Studio album by Cartel de Santa
- Released: 5 August 2014
- Genre: Hip hop; trap; reggae; R&B;
- Length: 44:10
- Language: Spanish
- Label: Sony Music; Babilonia Music;
- Producer: Rowan Rabia

Cartel de Santa chronology
| Sincopa (2010) | Golpe Avisa (2014) | Viejo Marihuano (2016) |

= Golpe Avisa =

Golpe Avisa is the sixth studio album by Mexican hip hop group Cartel de Santa. It was released on 5 August 2014, through Sony Music and Babilonia Music. The album contains guests appearances by Campa, Draw and Big Man.

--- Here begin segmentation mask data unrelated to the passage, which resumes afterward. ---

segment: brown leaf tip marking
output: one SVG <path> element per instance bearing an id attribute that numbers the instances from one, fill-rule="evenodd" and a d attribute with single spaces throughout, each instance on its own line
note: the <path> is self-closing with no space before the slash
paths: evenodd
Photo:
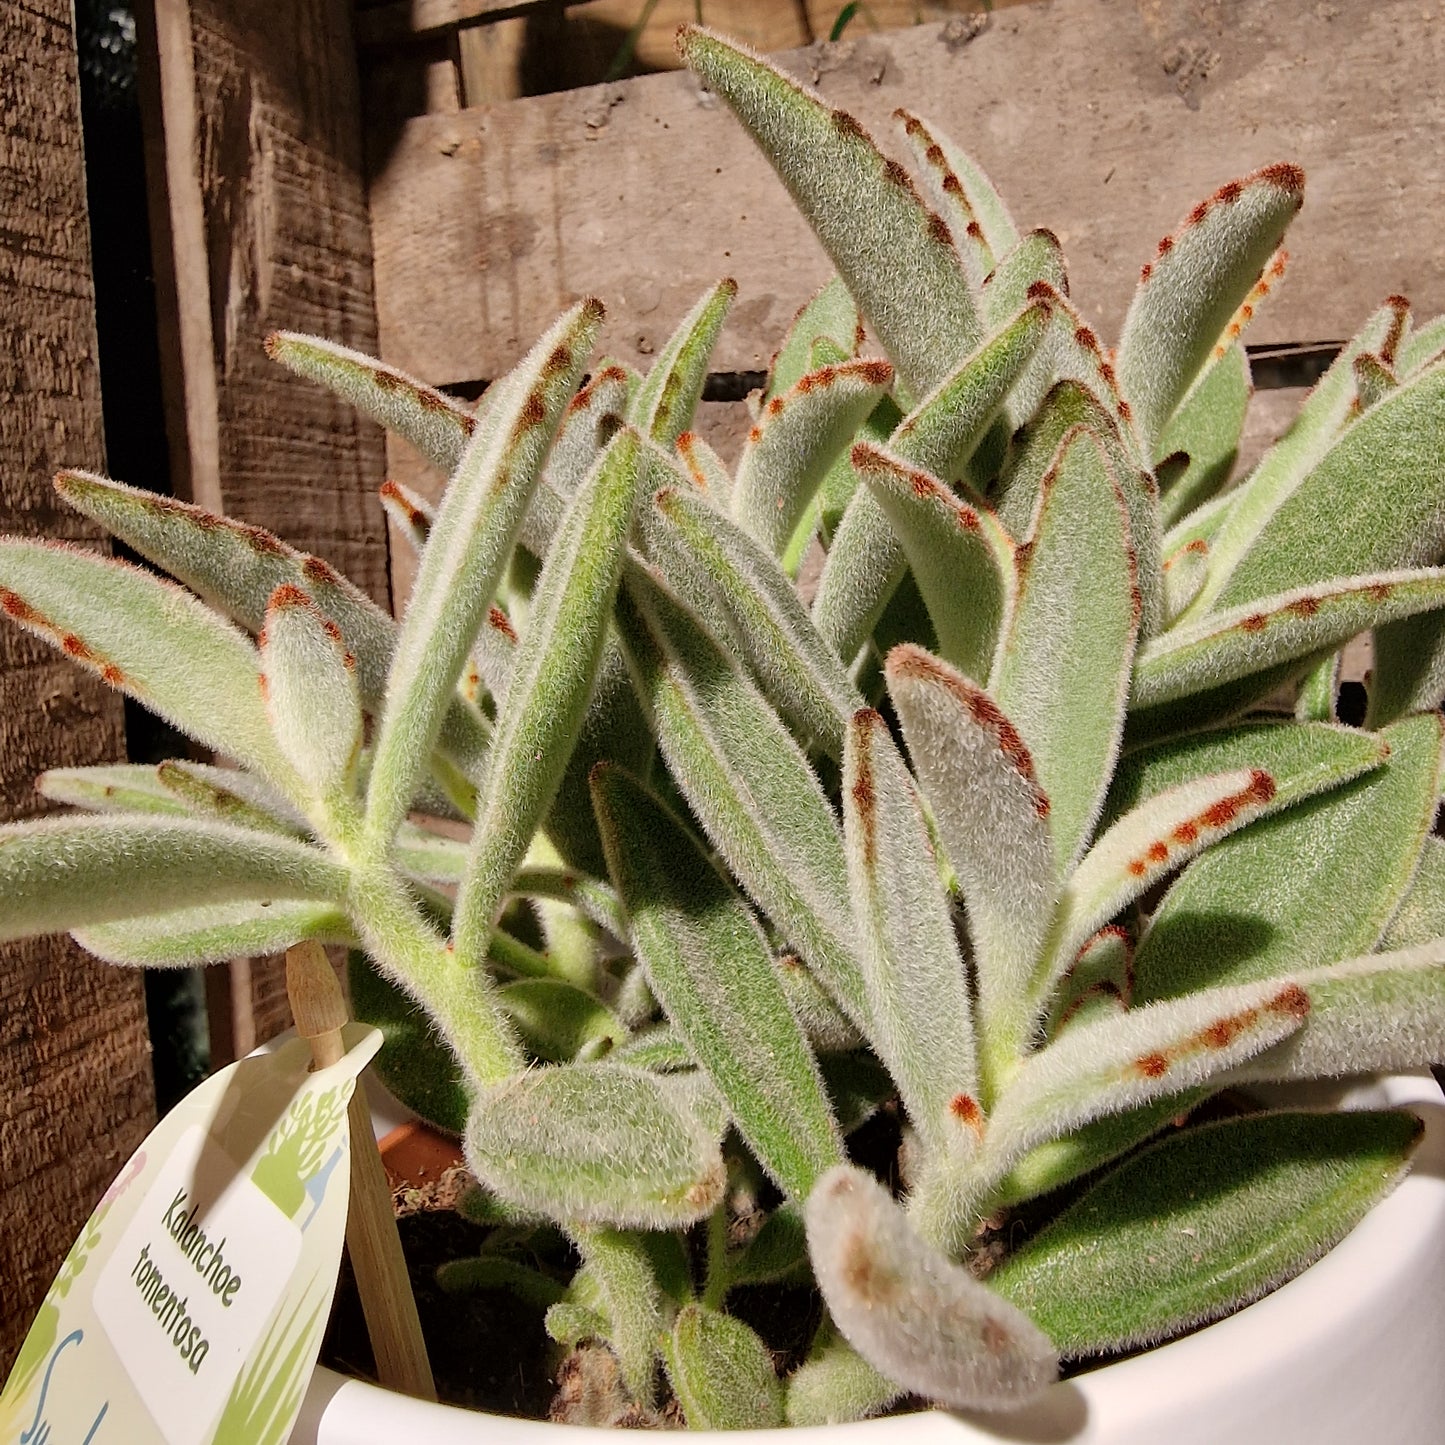
<path id="1" fill-rule="evenodd" d="M 1161 1053 L 1145 1054 L 1135 1059 L 1134 1068 L 1146 1079 L 1162 1079 L 1169 1072 L 1169 1060 Z"/>
<path id="2" fill-rule="evenodd" d="M 293 607 L 310 607 L 311 599 L 294 583 L 283 582 L 266 603 L 268 612 L 286 612 Z"/>
<path id="3" fill-rule="evenodd" d="M 1255 174 L 1259 180 L 1268 181 L 1282 191 L 1297 192 L 1299 202 L 1304 202 L 1305 173 L 1302 166 L 1297 166 L 1292 161 L 1276 161 L 1272 166 L 1265 166 Z"/>
<path id="4" fill-rule="evenodd" d="M 966 678 L 946 668 L 921 647 L 910 642 L 900 643 L 888 654 L 886 670 L 899 677 L 942 686 L 950 693 L 980 728 L 992 734 L 999 752 L 1009 766 L 1032 786 L 1035 813 L 1040 818 L 1048 817 L 1049 800 L 1038 786 L 1033 754 L 1019 736 L 1018 729 L 986 692 L 974 687 Z"/>
<path id="5" fill-rule="evenodd" d="M 339 587 L 341 585 L 341 578 L 320 557 L 303 557 L 301 574 L 308 582 L 314 582 L 318 587 Z"/>
<path id="6" fill-rule="evenodd" d="M 856 776 L 849 789 L 858 810 L 858 825 L 863 833 L 863 862 L 872 868 L 878 852 L 878 797 L 873 790 L 873 763 L 868 753 L 870 734 L 877 713 L 868 708 L 853 714 L 853 732 L 858 740 Z M 879 719 L 881 722 L 881 719 Z"/>
<path id="7" fill-rule="evenodd" d="M 517 417 L 517 424 L 513 428 L 513 435 L 524 431 L 530 431 L 533 427 L 541 426 L 547 420 L 547 404 L 537 394 L 531 392 L 522 405 L 520 415 Z"/>
<path id="8" fill-rule="evenodd" d="M 268 331 L 265 340 L 261 342 L 261 349 L 275 361 L 285 344 L 286 338 L 279 331 Z"/>
<path id="9" fill-rule="evenodd" d="M 7 617 L 13 617 L 16 622 L 24 622 L 31 627 L 49 626 L 41 613 L 18 592 L 12 592 L 8 587 L 0 587 L 0 608 L 4 609 Z"/>
<path id="10" fill-rule="evenodd" d="M 500 607 L 487 608 L 487 626 L 493 632 L 500 632 L 508 642 L 517 641 L 517 629 L 512 626 L 512 619 Z"/>
<path id="11" fill-rule="evenodd" d="M 972 1129 L 975 1134 L 983 1133 L 983 1110 L 972 1094 L 955 1094 L 948 1101 L 948 1112 Z"/>
<path id="12" fill-rule="evenodd" d="M 1146 262 L 1139 268 L 1139 284 L 1142 286 L 1153 274 L 1154 274 L 1154 268 L 1153 268 L 1153 266 L 1151 266 L 1151 265 L 1149 264 L 1149 262 L 1146 261 Z"/>
<path id="13" fill-rule="evenodd" d="M 843 1282 L 859 1301 L 869 1309 L 886 1309 L 898 1302 L 903 1294 L 903 1281 L 879 1256 L 863 1230 L 850 1233 L 839 1254 Z"/>
<path id="14" fill-rule="evenodd" d="M 1320 599 L 1318 597 L 1297 597 L 1285 608 L 1286 612 L 1293 612 L 1296 617 L 1313 617 L 1320 610 Z"/>
<path id="15" fill-rule="evenodd" d="M 1265 1004 L 1265 1008 L 1272 1014 L 1284 1014 L 1288 1018 L 1308 1018 L 1310 996 L 1299 984 L 1287 984 Z"/>
<path id="16" fill-rule="evenodd" d="M 847 136 L 850 140 L 868 139 L 868 132 L 858 123 L 856 117 L 849 115 L 846 110 L 835 110 L 832 120 L 833 129 L 839 135 Z"/>
<path id="17" fill-rule="evenodd" d="M 861 338 L 858 344 L 863 344 Z M 893 367 L 886 361 L 860 361 L 853 369 L 869 386 L 887 386 L 893 380 Z"/>
<path id="18" fill-rule="evenodd" d="M 758 444 L 760 441 L 762 441 L 762 439 L 763 439 L 763 429 L 762 429 L 762 427 L 760 427 L 760 426 L 752 426 L 752 427 L 749 427 L 749 428 L 748 428 L 748 443 L 749 443 L 750 446 L 757 446 L 757 444 Z"/>
<path id="19" fill-rule="evenodd" d="M 927 134 L 923 128 L 923 122 L 911 111 L 904 110 L 902 106 L 899 106 L 898 109 L 893 112 L 893 119 L 901 120 L 904 131 L 915 140 L 919 136 Z"/>
<path id="20" fill-rule="evenodd" d="M 607 308 L 596 296 L 589 296 L 582 303 L 582 320 L 588 322 L 601 322 L 607 319 Z"/>
<path id="21" fill-rule="evenodd" d="M 948 222 L 937 211 L 928 213 L 928 234 L 940 246 L 953 245 L 953 232 L 948 229 Z"/>
<path id="22" fill-rule="evenodd" d="M 1047 281 L 1030 281 L 1029 289 L 1024 292 L 1024 297 L 1029 301 L 1057 301 L 1059 293 Z M 1091 332 L 1090 335 L 1093 333 Z"/>
<path id="23" fill-rule="evenodd" d="M 832 380 L 832 377 L 830 376 L 828 379 L 829 379 L 829 381 L 831 381 L 831 380 Z M 803 382 L 807 382 L 807 387 L 806 387 L 806 388 L 804 388 Z M 813 388 L 814 388 L 815 386 L 817 386 L 817 385 L 818 385 L 818 381 L 810 374 L 810 375 L 808 375 L 808 376 L 803 377 L 803 378 L 798 382 L 798 390 L 799 390 L 799 391 L 804 391 L 804 390 L 812 391 Z M 768 403 L 767 411 L 768 411 L 768 415 L 769 415 L 769 416 L 777 416 L 777 414 L 778 414 L 780 411 L 782 411 L 782 409 L 783 409 L 783 398 L 780 397 L 780 396 L 775 396 L 775 397 Z"/>
<path id="24" fill-rule="evenodd" d="M 424 531 L 427 526 L 426 513 L 422 511 L 415 502 L 407 496 L 406 492 L 393 481 L 385 481 L 381 484 L 381 499 L 390 502 L 393 506 L 399 507 L 405 514 L 406 520 L 418 531 Z"/>
<path id="25" fill-rule="evenodd" d="M 1156 839 L 1138 858 L 1131 859 L 1127 871 L 1132 877 L 1142 878 L 1146 873 L 1157 871 L 1169 861 L 1172 853 L 1170 844 L 1182 848 L 1192 847 L 1199 841 L 1206 829 L 1218 831 L 1227 828 L 1247 808 L 1263 807 L 1275 795 L 1277 787 L 1274 778 L 1262 768 L 1256 768 L 1249 777 L 1249 786 L 1227 798 L 1211 803 L 1197 817 L 1186 818 L 1175 825 L 1168 839 Z"/>
<path id="26" fill-rule="evenodd" d="M 1369 594 L 1371 602 L 1388 602 L 1390 600 L 1390 594 L 1394 590 L 1394 584 L 1391 582 L 1372 582 L 1365 589 Z"/>
<path id="27" fill-rule="evenodd" d="M 1206 557 L 1209 555 L 1209 543 L 1203 537 L 1196 537 L 1184 550 L 1193 552 L 1196 557 Z"/>
<path id="28" fill-rule="evenodd" d="M 550 380 L 554 376 L 561 376 L 571 365 L 572 348 L 564 342 L 553 347 L 552 354 L 542 365 L 542 375 Z"/>
<path id="29" fill-rule="evenodd" d="M 1241 632 L 1263 632 L 1269 626 L 1269 618 L 1263 612 L 1251 612 L 1243 622 L 1239 624 Z"/>

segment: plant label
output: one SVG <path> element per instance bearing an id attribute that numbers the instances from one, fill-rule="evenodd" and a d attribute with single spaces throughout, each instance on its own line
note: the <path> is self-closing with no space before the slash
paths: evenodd
<path id="1" fill-rule="evenodd" d="M 66 1256 L 0 1393 L 0 1445 L 280 1445 L 341 1264 L 347 1103 L 381 1035 L 293 1039 L 193 1090 Z"/>

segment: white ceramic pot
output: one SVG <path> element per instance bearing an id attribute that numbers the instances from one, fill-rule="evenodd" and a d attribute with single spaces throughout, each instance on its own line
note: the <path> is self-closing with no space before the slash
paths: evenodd
<path id="1" fill-rule="evenodd" d="M 934 1410 L 835 1428 L 857 1445 L 1440 1445 L 1445 1098 L 1428 1075 L 1409 1075 L 1354 1090 L 1347 1102 L 1408 1104 L 1424 1118 L 1425 1137 L 1405 1182 L 1283 1288 L 1186 1339 L 1056 1385 L 1021 1413 Z M 556 1445 L 559 1428 L 567 1427 L 424 1404 L 318 1369 L 292 1440 Z M 736 1445 L 739 1437 L 688 1438 Z M 800 1436 L 746 1438 L 797 1445 Z M 568 1428 L 563 1445 L 573 1441 L 617 1445 L 617 1436 Z"/>

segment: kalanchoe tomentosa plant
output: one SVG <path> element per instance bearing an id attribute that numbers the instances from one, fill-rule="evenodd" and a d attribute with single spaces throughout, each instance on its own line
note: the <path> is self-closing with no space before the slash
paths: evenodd
<path id="1" fill-rule="evenodd" d="M 191 590 L 12 538 L 5 611 L 239 770 L 46 774 L 83 811 L 0 830 L 0 932 L 161 966 L 352 944 L 388 1077 L 504 1224 L 448 1282 L 549 1301 L 634 1409 L 663 1377 L 697 1427 L 1007 1408 L 1271 1288 L 1406 1167 L 1408 1114 L 1174 1121 L 1445 1056 L 1445 325 L 1390 298 L 1229 487 L 1298 170 L 1191 211 L 1105 350 L 1055 238 L 925 121 L 937 209 L 850 116 L 680 44 L 838 272 L 737 466 L 689 430 L 731 282 L 648 376 L 579 389 L 582 302 L 475 413 L 273 338 L 450 477 L 435 511 L 384 493 L 405 618 L 63 474 Z M 850 1162 L 880 1109 L 896 1191 Z M 1065 1185 L 985 1270 L 981 1226 Z M 558 1227 L 572 1277 L 508 1252 Z M 809 1272 L 780 1378 L 729 1297 Z"/>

It debuted at number four on the US Top Latin Albums chart, with 2,000 units sold within its first week of release, making it their second entry on the chart after Sincopa peaked at number 67.

== Track listing ==
1. Andamos Zumbando
2. Si Te Vienen a Contar
3. Suena Mamalona (featuring Campa) – contains sample from "Cumbia De Las Estrellas" by Super Grupo Colombia
4. Es de Ley (featuring Draw)
5. Escucha y Aprende
6. Bullyar
7. Los Mensajes del WhatsApp – contains sample from "Groovy Situation" by Keith Rowe
8. Doctor Marihuano (featuring Big Man)
9. Me Alegro de Su Odio
10. Wacha, Están Mamando Riata
11. A Ti Te Da Besitos – contains sample from "Short Dick Man" by 20 Fingers & Gillette
12. Para Cada Loco
13. Lo Que Quiero Es Besarte

== Charts ==

Chart performance for Golpe Avisa
| Chart (2014) | Peak position |
|---|---|
| Mexican Albums (AMPROFON) | 5 |
| US Latin Rhythm Albums (Billboard) | 1 |
| US Top Latin Albums (Billboard) | 4 |
| US Top Rap Albums (Billboard) | 16 |

== Certifications ==

| Region | Certification | Certified units/sales |
| Mexico (AMPROFON) | 2× Platinum+Gold | 150,000^{‡} |
^{‡} Sales+streaming figures based on certification alone.